対策・・釉薬の適度より高温度で焼き過ぎると、熔け過ぎて流れ易くなりますので、珪石等の珪酸質の物を加えて熔解温度を調整します。

※釉薬が流れると棚板に付着して剥せなくなりますので、棚板には必ずアルミ ナ粉を塗るか・アルミナペーパーを敷くかして棚板の保護をします。道具土で"せんべい"を作り、作品の下に敷くのも良くおこなわれる棚板の保護手段です。

■ 貫入が入ってしまう

原因・・冷ましが急すぎる。
対策・・俗に焼成が10時間なら、冷ましはその倍の20時間かけろといわれますが、炉壁が薄いレンガだけの洋窯や、セラミックファイバーだけの電気窯は自然冷却では時間が短くなりますので、熱源を切らずに温度を徐々に下げて調整します。

原因・・粘土と釉薬の相性が悪い。
対策・・粘土より釉薬の方が縮んだ場合に貫入が出ます。素焼で焼き締め過ぎると貫入が出易くなる傾向がありますので、素焼の温度を630℃程度に下げて6時間焼成で試してみて下さい。

■ 釉ムラ・釉ダマリができる

原因・・施釉の段階で釉薬の厚さが一定でなかった。
対策・・筆塗りの場合は一定の厚さで塗るのが難しく、慣れがいるので、慣れない方は浸し掛けで施釉した方が無難です。浸し掛けの際はできるだけ一気に仕上げた方がムラは少なくできます。

原因・・釉薬の発色成分が一定でない。
対策・・釉薬は沈殿が早く、塗ってる側から沈殿していきますので、筆塗りの際などは筆を運んで3回に1回は、釉薬を底から縦方向にかき回しながら塗らないと、上澄みの部分だけを塗った個所ができます。

原因・・釉薬の厚掛け、濃過ぎ・薄過ぎ。
対策・・釉薬を厚掛けしすぎても釉ダマリができやすくムラになりますし、濃度が高過ぎても薄過ぎてもムラは出やすくなりますので、ボーメ比重計で濃度を良く確認してから施釉します。(一般的には40~50度の範囲が適度です)

■ 釉剥がれ・釉チヂミがでる

原因・・焼成温度の急激な上げ過ぎ。
対策・・焼成温度を急激に上げずに、特にあぶりに時間をかけて徐々に上温すると釉チヂミが出にくくなりますし、釉薬が剥がれるのを防ぐことにもつながります。

原因・・釉薬の濃度が濃すぎる。
対策・・濃度が濃すぎると剥がれやすくなりますので、ボーメ比重計で濃度を良く確認してから施釉します。(一般的には40~50度の範囲が適度です)

原因・・素焼温度が低過ぎる。
対策・・素焼の温度が低すぎると粘土が焼き締まっておらず、貫入と逆で釉薬の収縮より粘土の収縮が大きくなり、釉メクレ(剥がれ)がでますので、素焼で素材を適度に焼き締めておきます。

原因・・素焼温度が高過ぎる。
対策・・素焼温度が高すぎても焼き締まり過ぎて吸水性がなくなり、素地と釉薬の間に層ができて剥がれ易くなりますので、素焼温度を適度に調整します。

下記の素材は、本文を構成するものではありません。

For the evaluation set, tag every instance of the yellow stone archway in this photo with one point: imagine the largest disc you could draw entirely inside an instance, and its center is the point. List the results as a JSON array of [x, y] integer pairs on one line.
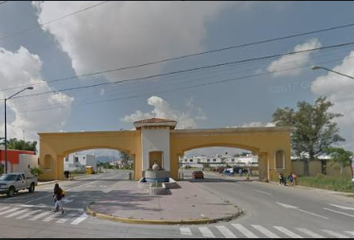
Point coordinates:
[[158, 135]]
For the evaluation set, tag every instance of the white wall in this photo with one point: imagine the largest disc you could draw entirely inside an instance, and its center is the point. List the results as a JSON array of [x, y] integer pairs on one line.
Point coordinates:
[[26, 162], [83, 161], [156, 140]]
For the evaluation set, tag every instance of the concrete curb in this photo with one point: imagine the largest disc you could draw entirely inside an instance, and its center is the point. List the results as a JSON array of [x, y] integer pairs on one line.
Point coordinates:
[[162, 222]]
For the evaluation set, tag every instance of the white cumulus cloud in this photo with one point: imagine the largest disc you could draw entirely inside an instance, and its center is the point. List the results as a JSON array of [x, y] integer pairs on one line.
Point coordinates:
[[162, 109], [120, 34], [296, 60], [340, 91], [21, 68]]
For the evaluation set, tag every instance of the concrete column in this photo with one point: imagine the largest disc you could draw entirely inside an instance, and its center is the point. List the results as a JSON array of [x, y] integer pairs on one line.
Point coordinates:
[[59, 167]]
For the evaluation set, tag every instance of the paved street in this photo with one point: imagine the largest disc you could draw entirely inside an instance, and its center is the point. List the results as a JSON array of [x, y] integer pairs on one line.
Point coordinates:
[[270, 211]]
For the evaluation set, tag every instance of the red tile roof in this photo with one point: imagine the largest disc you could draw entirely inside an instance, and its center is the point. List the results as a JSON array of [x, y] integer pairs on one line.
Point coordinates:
[[155, 120]]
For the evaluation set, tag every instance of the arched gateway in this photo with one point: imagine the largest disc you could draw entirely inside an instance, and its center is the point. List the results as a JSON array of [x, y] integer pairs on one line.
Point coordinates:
[[156, 140]]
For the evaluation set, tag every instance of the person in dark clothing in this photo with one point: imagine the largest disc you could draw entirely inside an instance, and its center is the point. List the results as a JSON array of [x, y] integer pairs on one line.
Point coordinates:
[[58, 196]]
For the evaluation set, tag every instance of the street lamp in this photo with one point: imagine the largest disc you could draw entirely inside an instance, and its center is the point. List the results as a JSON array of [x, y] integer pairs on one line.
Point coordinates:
[[28, 88], [345, 75]]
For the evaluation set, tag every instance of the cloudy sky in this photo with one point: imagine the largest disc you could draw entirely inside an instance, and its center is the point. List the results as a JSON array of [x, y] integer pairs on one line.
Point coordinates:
[[47, 44]]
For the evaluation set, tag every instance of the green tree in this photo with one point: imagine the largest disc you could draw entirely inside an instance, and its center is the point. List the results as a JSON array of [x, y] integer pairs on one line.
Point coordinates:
[[340, 156], [312, 128], [14, 143], [125, 157]]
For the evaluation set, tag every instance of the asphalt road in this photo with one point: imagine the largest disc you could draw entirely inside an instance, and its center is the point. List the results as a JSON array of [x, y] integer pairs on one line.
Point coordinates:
[[270, 211]]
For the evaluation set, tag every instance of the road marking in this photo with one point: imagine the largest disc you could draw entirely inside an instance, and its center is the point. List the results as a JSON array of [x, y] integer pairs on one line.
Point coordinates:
[[66, 218], [28, 214], [50, 218], [80, 219], [39, 216], [37, 199], [16, 213], [346, 214], [186, 231], [8, 211], [313, 214], [244, 230], [206, 232], [263, 192], [287, 232], [265, 231], [310, 233], [4, 208], [352, 233], [335, 234], [226, 232], [296, 208], [342, 207]]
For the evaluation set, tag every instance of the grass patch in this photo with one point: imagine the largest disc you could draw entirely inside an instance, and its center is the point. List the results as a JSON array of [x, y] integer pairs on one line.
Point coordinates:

※高過ぎてもダメ、低過ぎてもダメではどうしたらいいんだとお叱りを受けそうですが"過ぎたるは及ばざるがごとし"と昔からいうように、釉薬と土と火とのバランスの上で陶芸は成り立っていますので、それぞれ個別の釉薬と粘土の組み合わせや、適した焼成方法を、テスト焼成で発見するのも陶芸の楽しみのうちではないでしょうか。

原因・・素材にホコリや油分がついている。
対策・・釉掛けする前に素材を湿らせたスポンジで良く拭きます。ホコリや油分を落とすだけでなく、表面が湿気を帯び釉薬の乗りが良くなる効果もあります。

■ 釉とび(釉の抜けた部分)がでる

原因・・釉薬が濃過ぎる。
対策・・釉薬の濃度が濃過ぎると焼成で収縮の際、釉とびが出易くなりますので、ボーメ比重計で適度な濃度に調整します。(一般的には40~50度が適度です)

原因・・ねばりのない釉薬固有の特性。
対策・・サラサラした感じの釉薬は粘性が少なく、焼成時に釉とびがでることがありますので、CMC等のノリ剤を添加すると釉薬のくっつきが良くなり釉とびを防ぐことができます。

原因・・下絵付けの絵具が影響する。
対策・・下絵具が厚く塗られていたり、絵具の粒子が粗く熔融温度が高いと釉とびが発生しますので、下絵具を使用前に乳鉢で良く擦って粒子を細かくします。

■ 釉薬の表面にブク(アワ状の吹き)がでる

原因・・焼成温度が高過ぎる。
対策・・焼成温度が高過ぎて釉薬が沸騰してしまったために発生しますので、適度に熔ける温度に調整します。

■ ピンホールができる

原因・・素地についたホコリ。
対策・・素地にホコリがついていると、その部分にピンホールが発生しますので、釉薬を掛ける前にスポンジで拭く等、素地を丁寧に清掃します。

原因・・釉薬の攪拌中に気泡が入った。
対策・・釉薬の攪拌は気泡が入らないように、慎重におこなう習慣をつけます。

■ 釉表面のザラつき・艶が不足

原因・・焼成温度が低過ぎる。
対策・・釉薬の熔融温度に達しないと熔けてガラス質も形成されず、艶が出てきませんので、焼成温度を調整します。 ヒーター線の劣化した電気窯では最高温度も低くなりますので、1200℃程度で熔ける釉薬を使用するとうまくいきます。

原因・・釉薬成分の粒子が揃っていない。
対策・・釉薬が熔けない原因として、釉薬の粒子が揃っていないことが考えられますので、粉末釉薬は水を加える前にふるいで漉したり、乳鉢で良く擦る等をおこなって下さい。(特に伊勢久製の天然灰窯変釉薬は絶対にこれが欠かせません)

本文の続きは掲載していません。